В тот же самый месяц, когда Мэриен исполняется пятнадцать и она впервые поднимается в небо с Гольцом, некий летчик-испытатель взлетает с аэродрома в Гарден-Сити (Нью-Йорк). Ему уже принесли известность рекорды скорости, фигуры высшего пилотажа и полеты на дальние расстояния, а менее чем через тринадцать лет, среди бела дня нанеся отчаянный авиаудар по Японии, в котором приняло участие шестнадцать бомбардировщиков, он прославится еще больше.
Джеймс Дулиттл выписывает один круг и приземляется. Полет короткий, всего пятнадцать минут, ничего необычного, за исключением непрозрачного капюшона на фонаре кабины, отрезавшего пилота от всего, кроме приборов. Это называется «идти по приборам». Некоторые из них экспериментальны, в том числе гироскопический авиагоризонт «Сперри». В его позднейшей модификации схематический рисунок самолета (вы) неподвижно размещен на фоне поворотного круга, черного внизу и голубого сверху (земля – небо), который показывает вам, как вы располагаетесь в пространстве относительно горизонта. Прибор сделает возможным будущее. Раньше в нелетную погоду, собственно, и не летали, то есть по сути не могло быть плановых полетов. И уж точно никаких регулярных авиалиний. Пилоты почтовых самолетов рисковали, многие гибли. Раньше, если вы надолго теряли землю из виду, на вас, скорее всего, можно было ставить крест. Залетите в облако, вероятно, кончите штопором и, наверное, даже не поймете, что происходит, пока не будет слишком поздно. Вверх, вниз, влево, вправо, на север, на юг – все страшно путается, выбивая вас с неба. Выжившие описывали ощущение полной неразберихи.

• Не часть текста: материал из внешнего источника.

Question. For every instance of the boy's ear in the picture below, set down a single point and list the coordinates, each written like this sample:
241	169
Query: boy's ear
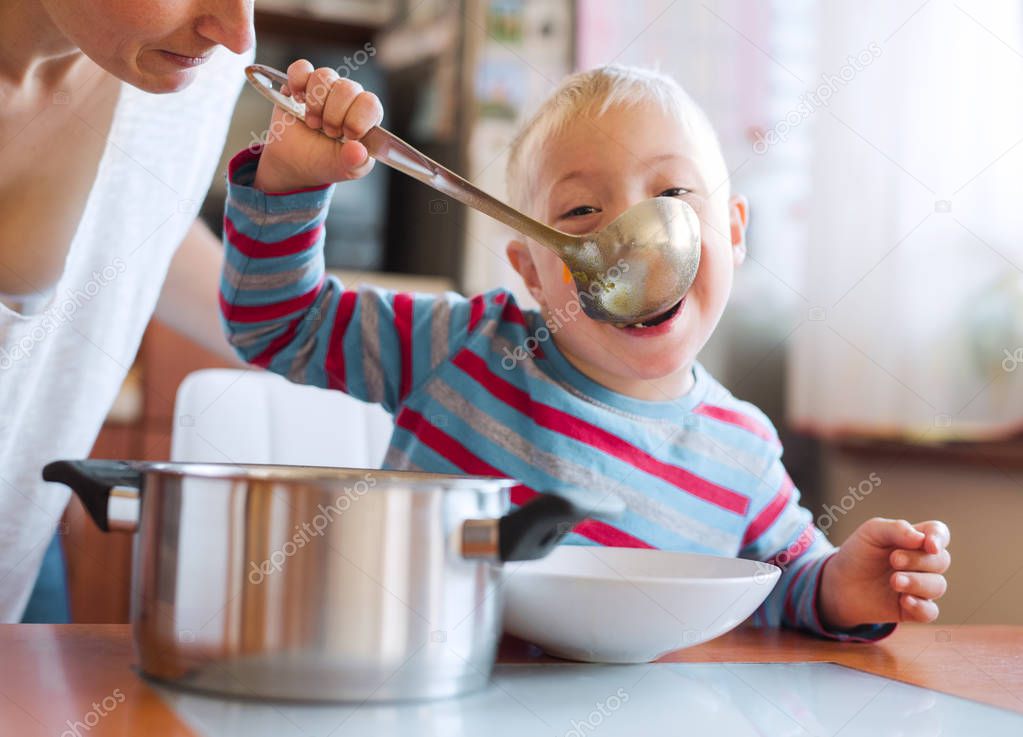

Когда Дулиттл поднимается в небо с изобретением корпорации «Сперри», многие пилоты, хотя столько их собратьев ввинтилось в смерть, не считают такой прибор необходимым, даже оскорблены подобным предположением. Более осторожные, пытаясь убедиться, что случайно не свернули, внимательно следят за приборами, хотя, если отвлечься и войти в штопор, приборы тоже не сильно помогут. Уцелевшие везунчики (в том числе Голец) в разговорах друг с другом утверждают, будто мертвые мертвы, поскольку не обладали чем-то неуловимым, волшебным.
Летать нужно тем местом, на которое надеваются штаны, говорят они. В переводе: настоящий пилот каждую секунду чувствует аэроплан задницей.
Но дело не в заднице, а во внутреннем ухе, вот в чем проблема. И внутреннее ухо постоянно врет.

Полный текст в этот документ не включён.